しかしこれはなかなかいい出来だ。空腹にガツンとくる辛さに、汗が額を伝う。
「これはご飯が欲しくなるね」
「ああ、確かに」
丼にしてもいいかもしれない。海鮮丼なんかの丼物は古都でも意外に人気がある。
「でも、少し山椒が効き過ぎてるかもね」
「仰る通りです」
しのぶに指摘されるまでもなく、ちょっと辛過ぎた。
二人ではふはふと言いながら、食べる。慣れて来るとこの辛さ、なかなか良い。
「それで、中華はどうするつもりだったの?」
「どうするって、お昼営業の日替わり定食にしようかと思ったんだけど」
ただ、今作ってみて分かったことだが、意外に手間がかかる。今出しているような和定食よりもお客さんを待たせてしまうかもしれない。正直に打ち明けると、しのぶも同じことを考えていた。

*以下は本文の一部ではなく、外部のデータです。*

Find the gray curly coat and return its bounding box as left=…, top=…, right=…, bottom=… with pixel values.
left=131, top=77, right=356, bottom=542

「大将が新しいことをしたいっていうのは分かるけど、今はまず日替わり定食に慣れる所からコツコツやった方が良いと思うな」
「うん、それは分かってるんだけどさ」
どうしても何かはじめたい瞬間が人生にはある。信之にとっては、今がその時だった。
「それなら、あれはどう? 仕出し弁当」
「仕出し弁当って、ゆきつなで出していたみたいな?」
確かに弁当なら作り置きができるから時間の調整も効きやすい。鰻弁当の時のように盛況になっても困るから、少し値段は高めに設定した方が良いだろう。その分、少し豪勢な弁当にしたい。
「……弁当、いいな」
アイデアは次々に浮かんでくる。ハンスの修業にもちょうどいいだろう。
「まぁ取りあえずは、弁当よりも当面の課題ね」
「課題?」
しのぶが指差したのは、麻婆豆腐の鍋だった。
「秘密の特訓なんでしょ? ハンスが仕込みに出て来る前に何とかしなきゃ」
四人前は、作り過ぎだ。次からは二人前にしようと決意する信之だった。